Hay otra teoría cognitiva en el aprendizaje mediante la
solución de problemas, pero no en el sentido de
aplicación sino en el sentido de relación entre los
conocimientos que se tienen y la manera personal de
resolver un problema.
El reconocimiento que se le hace a estas corrientes es
que sus investigadores incursionaron en trabajos
específicos sobre matemáticas tales son los trabajos de
Piaget y concretamente los de Van Hiele en geometría
quien estableció etapas del desarrollo cognitivo en
geometría:
- Visual, las figuras se distinguen como un todo, no se
captan los componente, ni las relaciones entre las
figuras y sus atributos.
- Descriptivo: Se distinguen partes y atributos de las
personas y se establecen algunas propiedades de forma
experimental.
- Abstracto: Se establecen propiedades mediante
razonamientos informales, se comienza a establecer
conclusiones lógicas y se hacen clasificaciones.
- Deductivo-lógico-formal: Se opera con sistema de leyes
lógicas, axiomas y teoremas.
- Rigor: Se comparan sistemas axiomáticos y se estudia
geometría en ausencia de modelos concretos.
Desde el punto de vista cognitivo o constructiva el
aprendizaje no tiene nada que ver con memorizar,
automatizar, repetir, sino más bien aprender consiste en
poner en juego o desarrollar las competencias que la han
hecho posible desde sus inicios como son: deducir,
inferir, conjeturar, descubrir, resolver, argumentar,
etc.
La visión que cada quien tiene sobre lo que es aprender,
debe ser o estar acorde a una visión también de los que
es enseñar, en este sentido estas dos corrientes
teóricas del aprendizaje suponen posturas de enseñanza,
pero la cuestión sería ¿qué es enseñar?
En el conductismo la enseñanza se centraba o se centra
en establecer vínculos y asociaciones entre una unidades
o piezas de información.

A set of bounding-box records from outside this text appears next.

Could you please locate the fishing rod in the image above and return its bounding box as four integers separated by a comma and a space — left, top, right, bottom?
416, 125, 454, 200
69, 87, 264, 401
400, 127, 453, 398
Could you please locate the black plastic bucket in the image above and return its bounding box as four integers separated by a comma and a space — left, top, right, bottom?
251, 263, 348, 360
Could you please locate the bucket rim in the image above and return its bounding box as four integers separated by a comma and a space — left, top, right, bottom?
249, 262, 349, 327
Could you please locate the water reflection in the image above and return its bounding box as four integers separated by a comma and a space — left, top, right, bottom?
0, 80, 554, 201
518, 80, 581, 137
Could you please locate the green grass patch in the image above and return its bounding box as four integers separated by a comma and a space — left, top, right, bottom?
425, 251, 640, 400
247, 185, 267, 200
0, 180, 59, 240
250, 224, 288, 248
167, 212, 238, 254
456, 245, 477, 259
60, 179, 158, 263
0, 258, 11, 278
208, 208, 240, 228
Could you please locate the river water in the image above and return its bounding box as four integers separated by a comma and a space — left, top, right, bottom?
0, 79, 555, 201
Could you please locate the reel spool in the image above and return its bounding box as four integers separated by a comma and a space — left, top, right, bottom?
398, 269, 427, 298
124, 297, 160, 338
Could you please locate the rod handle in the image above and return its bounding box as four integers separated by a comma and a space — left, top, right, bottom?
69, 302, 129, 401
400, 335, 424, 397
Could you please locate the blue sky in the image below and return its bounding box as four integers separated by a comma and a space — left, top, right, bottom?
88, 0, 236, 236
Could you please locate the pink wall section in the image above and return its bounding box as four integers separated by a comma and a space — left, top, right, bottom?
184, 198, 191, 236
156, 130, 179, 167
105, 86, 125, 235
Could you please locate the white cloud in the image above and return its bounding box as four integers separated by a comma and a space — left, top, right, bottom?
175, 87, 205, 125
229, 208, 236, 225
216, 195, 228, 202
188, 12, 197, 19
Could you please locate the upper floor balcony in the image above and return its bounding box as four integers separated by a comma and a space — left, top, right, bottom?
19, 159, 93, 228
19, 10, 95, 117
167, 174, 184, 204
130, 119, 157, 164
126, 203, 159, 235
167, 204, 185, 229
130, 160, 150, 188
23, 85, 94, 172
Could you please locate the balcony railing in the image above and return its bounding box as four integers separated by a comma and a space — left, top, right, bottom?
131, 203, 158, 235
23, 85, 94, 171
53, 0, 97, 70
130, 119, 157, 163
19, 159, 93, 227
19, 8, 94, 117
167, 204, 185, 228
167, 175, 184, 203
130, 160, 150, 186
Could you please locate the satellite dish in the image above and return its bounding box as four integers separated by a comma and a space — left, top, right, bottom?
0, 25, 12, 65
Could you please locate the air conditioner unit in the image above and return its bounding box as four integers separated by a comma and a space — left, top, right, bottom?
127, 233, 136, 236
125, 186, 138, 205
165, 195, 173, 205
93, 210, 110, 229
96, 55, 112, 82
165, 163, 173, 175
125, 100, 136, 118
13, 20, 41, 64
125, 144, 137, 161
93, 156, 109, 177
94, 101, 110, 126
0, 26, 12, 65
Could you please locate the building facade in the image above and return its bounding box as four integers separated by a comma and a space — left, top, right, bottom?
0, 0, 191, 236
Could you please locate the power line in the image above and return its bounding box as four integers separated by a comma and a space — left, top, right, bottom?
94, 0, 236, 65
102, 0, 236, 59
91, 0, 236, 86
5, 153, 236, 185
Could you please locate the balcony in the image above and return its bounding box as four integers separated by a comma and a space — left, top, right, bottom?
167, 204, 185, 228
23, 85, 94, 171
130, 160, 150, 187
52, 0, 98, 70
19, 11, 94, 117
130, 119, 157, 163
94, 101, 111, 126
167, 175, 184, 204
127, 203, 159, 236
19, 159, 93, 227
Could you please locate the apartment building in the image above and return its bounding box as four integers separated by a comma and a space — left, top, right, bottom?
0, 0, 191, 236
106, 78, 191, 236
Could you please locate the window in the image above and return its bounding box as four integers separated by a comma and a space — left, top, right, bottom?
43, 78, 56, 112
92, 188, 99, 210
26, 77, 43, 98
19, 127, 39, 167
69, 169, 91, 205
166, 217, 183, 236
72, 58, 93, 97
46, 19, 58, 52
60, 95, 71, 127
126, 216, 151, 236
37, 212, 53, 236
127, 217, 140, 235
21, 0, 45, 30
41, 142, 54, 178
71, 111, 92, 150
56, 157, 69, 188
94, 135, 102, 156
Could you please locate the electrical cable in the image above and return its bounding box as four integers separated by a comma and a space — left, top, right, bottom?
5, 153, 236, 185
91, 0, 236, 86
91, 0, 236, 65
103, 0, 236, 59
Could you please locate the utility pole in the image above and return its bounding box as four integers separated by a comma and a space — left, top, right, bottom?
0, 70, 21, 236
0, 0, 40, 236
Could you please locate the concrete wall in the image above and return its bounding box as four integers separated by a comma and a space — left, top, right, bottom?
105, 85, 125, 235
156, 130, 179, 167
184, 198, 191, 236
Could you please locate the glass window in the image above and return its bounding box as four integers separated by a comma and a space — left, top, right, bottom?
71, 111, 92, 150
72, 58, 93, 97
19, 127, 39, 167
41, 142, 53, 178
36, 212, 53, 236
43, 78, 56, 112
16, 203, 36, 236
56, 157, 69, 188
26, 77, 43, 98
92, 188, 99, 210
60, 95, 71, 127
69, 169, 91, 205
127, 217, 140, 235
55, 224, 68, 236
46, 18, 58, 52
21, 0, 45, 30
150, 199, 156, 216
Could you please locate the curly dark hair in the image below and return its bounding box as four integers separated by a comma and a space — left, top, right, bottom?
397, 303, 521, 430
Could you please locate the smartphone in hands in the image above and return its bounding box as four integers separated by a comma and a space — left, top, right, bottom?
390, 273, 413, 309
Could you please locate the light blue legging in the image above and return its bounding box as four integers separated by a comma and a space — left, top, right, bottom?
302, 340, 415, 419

Las ideas se fijan a través de
la repetición y la memorización. En este sentido la
función del docente es planear las actividades,
implementarlas, establecer control sobre las acciones y
medir los resultados; si los resultados son los
esperados decide sobre las acciones a seguir, en caso
contrario volver a hacer las repeticiones pertinentes.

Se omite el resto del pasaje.